Data manipulation in Python can be greatly facilitated with the Pandas library.

![image.png](attachment:2db1e92a-ed3a-4f7b-8737-c08469c9dd22.png)

https://pandas.pydata.org/

Pandas data-manipulation capabilities are built on top of NumPy, utilizing its fast array processing, and its graphing capabilities are built on top of Matplotlib.

* "pandas is a fast, powerful, flexible and easy to use open source data analysis and manipulation tool, built on top of the Python programming language."

* It may be one of the most widely used tools for data munging

  * present data in nice formats
  * multiple convenient methods for filtering data
  * work with a variety of data formats (CSV, Excel, …)
  * convenient functions for quickly plotting data

* The name comes from panel data (and is also a play on python data analysis)

Pandas can be used to easily import a wide variety of file types. 

![Pandas-io](helpers/pandas-io-types.png)

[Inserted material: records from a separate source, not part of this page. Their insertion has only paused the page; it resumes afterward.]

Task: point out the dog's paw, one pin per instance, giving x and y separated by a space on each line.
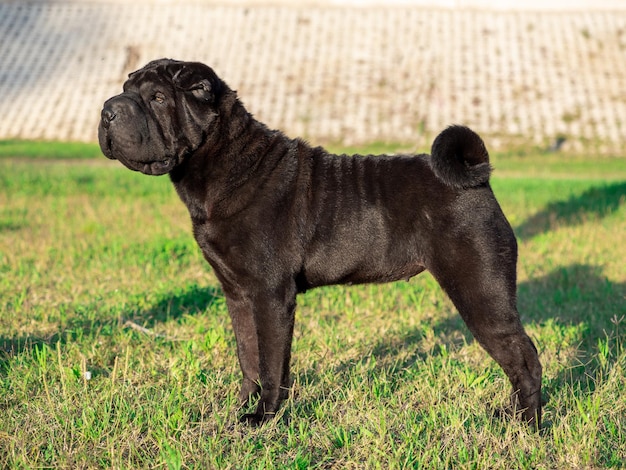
255 419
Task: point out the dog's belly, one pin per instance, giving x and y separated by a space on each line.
357 263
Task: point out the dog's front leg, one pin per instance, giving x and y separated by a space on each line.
273 311
242 318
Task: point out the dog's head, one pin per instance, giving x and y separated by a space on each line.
165 112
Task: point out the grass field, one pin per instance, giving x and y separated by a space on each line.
116 349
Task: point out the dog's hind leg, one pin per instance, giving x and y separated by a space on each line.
485 295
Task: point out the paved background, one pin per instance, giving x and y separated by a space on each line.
352 73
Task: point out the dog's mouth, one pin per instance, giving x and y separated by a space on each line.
153 166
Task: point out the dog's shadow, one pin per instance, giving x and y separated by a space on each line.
596 202
558 300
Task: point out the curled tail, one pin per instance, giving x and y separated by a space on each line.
459 158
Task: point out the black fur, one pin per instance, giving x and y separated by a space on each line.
274 217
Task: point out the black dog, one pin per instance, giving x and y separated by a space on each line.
275 217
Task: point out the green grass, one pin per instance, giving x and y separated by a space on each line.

See [Pandas IO tools](https://pandas.pydata.org/pandas-docs/stable/user_guide/io.html).

In [24]:
import pandas as pd

As it so happens..... pandas has excellent functionality for work with csv files and excel spreadsheets (i.e. we don't necessarily need the csv or openpyxl libraries if we aren't doing more sophisticated things).

In [25]:
a = pd.read_csv('DatasaurusDozen.csv')

In [26]:
a

Unnamed: 0,dataset,x,y
0,dino,55.384600,97.179500
1,dino,51.538500,96.025600
2,dino,46.153800,94.487200
3,dino,42.820500,91.410300
4,dino,40.769200,88.333300
...,...,...,...
1841,wide_lines,33.674442,26.090490
1842,wide_lines,75.627255,37.128752
1843,wide_lines,40.610125,89.136240
1844,wide_lines,39.114366,96.481751


In [27]:
a = pd.read_excel('DatasaurusDozen.xlsx')

In [28]:
a

Unnamed: 0,dataset,x,y
0,dino,55.384600,97.179500
1,dino,51.538500,96.025600
2,dino,46.153800,94.487200
3,dino,42.820500,91.410300
4,dino,40.769200,88.333300
...,...,...,...
1841,wide_lines,33.674442,26.090490
1842,wide_lines,75.627255,37.128752
1843,wide_lines,40.610125,89.136240
1844,wide_lines,39.114366,96.481751


## JSON

Wanna use JSON instead?  Easy!

In [29]:
a = pd.read_json('DatasaurusDozen.json')

In [30]:
a

Unnamed: 0,dino,away,h_lines,v_lines,x_shape,star,high_lines,dots,circle,bullseye,slant_up,slant_down,wide_lines
x,"[55.3846, 51.5385, 46.1538, 42.8205, 40.7692, ...","[32.3311102266, 53.4214628807, 63.92020226, 70...","[53.366566866, 52.8019793617, 47.0541298828, 4...","[50.4815081703, 50.2824056687, 50.1867033389, ...","[38.3377571839, 35.7518707905, 32.7672179591, ...","[58.2136082599, 58.1960536923, 58.7182307185, ...","[57.6132335477, 51.2743918205, 50.7538984114, ...","[51.1479167122, 50.5171258092, 50.2074801993, ...","[55.9930301513, 50.0322537946, 51.2884586593, ...","[51.2038911373, 58.9744699018, 51.8720726696, ...","[47.6952008891, 44.6099759113, 43.8563814822, ...","[52.8720214902, 59.0141444945, 56.3751090389, ...","[65.8155400946, 65.6722651618, 39.002716451, 3..."
y,"[97.1795, 96.0256, 94.4872, 91.4103, 88.3333, ...","[61.411101248, 26.1868803879, 30.8321939163, 8...","[90.2080300059, 90.0880645063, 90.458936026, 8...","[93.2227013657, 97.6099835723, 99.6946801425, ...","[92.472719051, 94.1167680276, 88.5182945794, 8...","[91.881891513, 92.2149886482, 90.310532087, 89...","[83.9051707998, 82.8179829379, 76.7541289533, ...","[90.8674123313, 89.1023945866, 85.4600473951, ...","[79.2772636977, 79.013071199, 82.4359398425, 7...","[83.3397766053, 85.499817612, 85.8297376348, 8...","[95.2411869282, 93.075835032, 94.0858717713, 9...","[97.3432226575, 93.5748748733, 96.30514763, 94...","[95.5883740582, 91.9334018119, 92.26183816, 93..."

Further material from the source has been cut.